The internal signal path of the Enigma Machine involves passing a character through multiple rotors and a reflector. There are two primary ways to represent this signal:

  1. Raw Characters: Passing char values (e.g., 'A', 'B') and performing character arithmetic.
  2. Alphabet Indices: Passing AlphabetIndex values representing the index in the alphabet (e.g., 0 to TRANSFORMER_SIZE - 1).

Decision

We will use Alphabet Indices (AlphabetIndex values, 0 to TRANSFORMER_SIZE - 1) for all internal signal transformations within the Transformer, RotorBox, and PlugBoard classes.
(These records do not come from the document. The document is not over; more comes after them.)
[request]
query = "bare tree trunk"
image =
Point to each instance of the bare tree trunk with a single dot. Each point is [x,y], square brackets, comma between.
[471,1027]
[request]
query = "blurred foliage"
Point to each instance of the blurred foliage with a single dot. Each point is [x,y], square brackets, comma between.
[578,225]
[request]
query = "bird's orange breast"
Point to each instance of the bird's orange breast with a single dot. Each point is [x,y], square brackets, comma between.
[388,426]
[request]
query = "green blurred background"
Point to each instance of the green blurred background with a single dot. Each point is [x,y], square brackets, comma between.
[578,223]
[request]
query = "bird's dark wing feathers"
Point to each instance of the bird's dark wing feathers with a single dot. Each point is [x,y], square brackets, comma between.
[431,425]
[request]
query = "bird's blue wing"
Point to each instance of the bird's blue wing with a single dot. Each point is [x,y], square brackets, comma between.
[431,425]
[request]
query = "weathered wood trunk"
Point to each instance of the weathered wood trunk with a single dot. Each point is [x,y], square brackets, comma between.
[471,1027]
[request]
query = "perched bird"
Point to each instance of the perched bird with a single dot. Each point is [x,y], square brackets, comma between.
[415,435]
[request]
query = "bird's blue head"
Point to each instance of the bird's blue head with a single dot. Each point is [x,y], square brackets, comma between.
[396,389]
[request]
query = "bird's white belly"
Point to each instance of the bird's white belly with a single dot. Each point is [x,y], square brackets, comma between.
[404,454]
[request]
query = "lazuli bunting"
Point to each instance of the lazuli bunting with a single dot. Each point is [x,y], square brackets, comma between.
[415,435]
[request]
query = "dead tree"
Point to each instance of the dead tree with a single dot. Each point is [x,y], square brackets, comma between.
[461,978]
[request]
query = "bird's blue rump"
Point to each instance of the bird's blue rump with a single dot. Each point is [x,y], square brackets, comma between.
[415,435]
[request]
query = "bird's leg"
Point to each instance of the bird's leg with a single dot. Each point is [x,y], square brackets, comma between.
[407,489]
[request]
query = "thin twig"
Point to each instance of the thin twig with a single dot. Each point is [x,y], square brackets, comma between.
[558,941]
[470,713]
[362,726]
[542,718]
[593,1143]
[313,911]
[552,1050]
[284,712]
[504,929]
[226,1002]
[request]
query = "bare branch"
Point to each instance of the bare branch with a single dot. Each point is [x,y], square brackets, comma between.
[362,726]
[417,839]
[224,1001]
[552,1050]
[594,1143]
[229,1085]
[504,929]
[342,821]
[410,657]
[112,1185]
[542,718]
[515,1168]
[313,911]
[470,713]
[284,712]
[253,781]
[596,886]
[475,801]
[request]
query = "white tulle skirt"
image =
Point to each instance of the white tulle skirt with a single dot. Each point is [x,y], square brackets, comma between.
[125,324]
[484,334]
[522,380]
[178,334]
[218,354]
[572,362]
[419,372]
  1. Semantic Consistency: Transformations are mathematical mappings within a set. Using indices makes this mapping explicit.
  2. Performance: Avoids repeated conversions between ASCII/UTF-8 and numeric indices during the hot path of encryption.
  3. Flexibility: Easily supports non-standard alphabet sizes (e.g., 29 characters) by simply changing the TRANSFORMER_SIZE constant and updating the index range.
  4. Boundary Responsibility: The EnigmaMachine::keyTransform (or a higher-level UI wrapper) is responsible for converting input char to int and back to char for the final output.

Consequences

  • Validation: All internal components must enforce that inputs are within the valid [0, TRANSFORMER_SIZE-1] range.
  • Type Safety: While int is used currently, future refactoring should consider strong typing (e.g., an AlphabetIndex class) to prevent accidental mixing of indices and raw values.